Un je ne sais quoi de luciférien
Un gars ? Une fille ? Un ange ? Depuis ses premières compos, le canadien Art d’Ecco se joue du genré pour mettre la barre un niveau au dessus. David Bowie, sors de ce corps ? Surtout pas ! Look androgyne, perruque à la Louise Brooks et maquillage à la Cabaret dans un premier temps, allure androgyne et chevelure peroxydée par la suite, maintenant complet dandy faussement sage à la Jacques de Bascher : Art d’Ecco réinvente son personnage au fil des albums.
Day Fevers (2016), Trespasser (2018), In Standard Definition (2021), After the Head Rush (2022) : ce compositeur pour le moins inspiré joue avec les codes du glam, du post-punk et de la synth-pop, mais il y ajoute un je-ne-sais quoi de moderne, de christique, de luciférien.

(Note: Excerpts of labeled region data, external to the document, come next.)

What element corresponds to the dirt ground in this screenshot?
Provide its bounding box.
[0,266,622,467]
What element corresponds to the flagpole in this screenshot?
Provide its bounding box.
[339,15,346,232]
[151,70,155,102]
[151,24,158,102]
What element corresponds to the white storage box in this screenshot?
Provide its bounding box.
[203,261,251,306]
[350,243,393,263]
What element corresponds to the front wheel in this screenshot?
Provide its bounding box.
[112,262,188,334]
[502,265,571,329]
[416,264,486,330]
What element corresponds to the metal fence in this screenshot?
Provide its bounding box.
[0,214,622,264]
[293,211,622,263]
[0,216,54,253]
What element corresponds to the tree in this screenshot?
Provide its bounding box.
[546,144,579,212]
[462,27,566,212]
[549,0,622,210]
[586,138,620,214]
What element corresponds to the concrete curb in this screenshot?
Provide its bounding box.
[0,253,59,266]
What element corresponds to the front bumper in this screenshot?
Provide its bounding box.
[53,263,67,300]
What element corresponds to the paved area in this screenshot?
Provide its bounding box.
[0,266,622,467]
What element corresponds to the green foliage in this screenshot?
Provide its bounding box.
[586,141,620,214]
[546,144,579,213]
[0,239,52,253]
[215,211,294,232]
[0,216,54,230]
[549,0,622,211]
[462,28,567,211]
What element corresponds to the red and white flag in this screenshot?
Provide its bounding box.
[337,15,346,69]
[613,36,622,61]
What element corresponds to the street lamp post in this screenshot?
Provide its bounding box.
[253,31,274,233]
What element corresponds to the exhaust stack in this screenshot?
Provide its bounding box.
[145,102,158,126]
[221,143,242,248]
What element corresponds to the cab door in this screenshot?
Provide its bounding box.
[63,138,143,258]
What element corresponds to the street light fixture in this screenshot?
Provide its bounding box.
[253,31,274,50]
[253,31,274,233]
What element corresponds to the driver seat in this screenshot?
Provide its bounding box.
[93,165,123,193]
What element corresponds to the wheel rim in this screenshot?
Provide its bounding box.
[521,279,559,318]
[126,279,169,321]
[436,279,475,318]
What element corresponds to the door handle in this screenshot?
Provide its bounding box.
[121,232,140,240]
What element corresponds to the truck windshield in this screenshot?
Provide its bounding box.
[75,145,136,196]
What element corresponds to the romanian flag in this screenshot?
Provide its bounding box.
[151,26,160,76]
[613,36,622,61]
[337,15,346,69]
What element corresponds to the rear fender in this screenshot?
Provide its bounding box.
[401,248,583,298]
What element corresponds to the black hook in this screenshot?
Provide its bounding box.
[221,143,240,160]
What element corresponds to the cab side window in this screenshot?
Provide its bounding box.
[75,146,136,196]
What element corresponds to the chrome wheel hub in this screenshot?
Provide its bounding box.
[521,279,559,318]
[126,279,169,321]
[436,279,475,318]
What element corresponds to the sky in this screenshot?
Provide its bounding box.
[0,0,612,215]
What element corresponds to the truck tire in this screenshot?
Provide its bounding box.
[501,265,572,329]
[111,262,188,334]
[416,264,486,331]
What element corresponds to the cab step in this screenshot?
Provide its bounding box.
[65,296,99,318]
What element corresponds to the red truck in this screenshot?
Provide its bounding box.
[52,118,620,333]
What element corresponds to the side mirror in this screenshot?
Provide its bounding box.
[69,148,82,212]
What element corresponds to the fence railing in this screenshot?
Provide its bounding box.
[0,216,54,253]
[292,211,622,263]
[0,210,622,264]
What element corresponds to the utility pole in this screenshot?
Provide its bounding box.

Orchestrations luxuriantes, rythmiques ciselées, paroles mordantes, ses chansons s’imposent comme autant de manifestes sonores mêlant crise intérieure, sophistication et défi.
Décloisonnement express
New wave ? Rock indé ? Funk ? Disco ? Who gives a shit ! Place au décloisonnement express, au grand mélange amoureusement réalisé, avec un talent fou, une voix planante, des grooves hypnotiques : Art d’Ecco trace sa route hors des sentiers battus avec pour mots d’ordre l’élégance, l’authenticité, la sensibilité. Un peu d’ange déchu, une touche de Dorian Gray, une volonté d’aller au fond des choses, fussent-elles dangereuses et mortifères. Tout juste sorti, son nouvel album Serene Demon enfonce le clou, baroque, débridé, avec ses introspections racées qui tournent au cri de rage.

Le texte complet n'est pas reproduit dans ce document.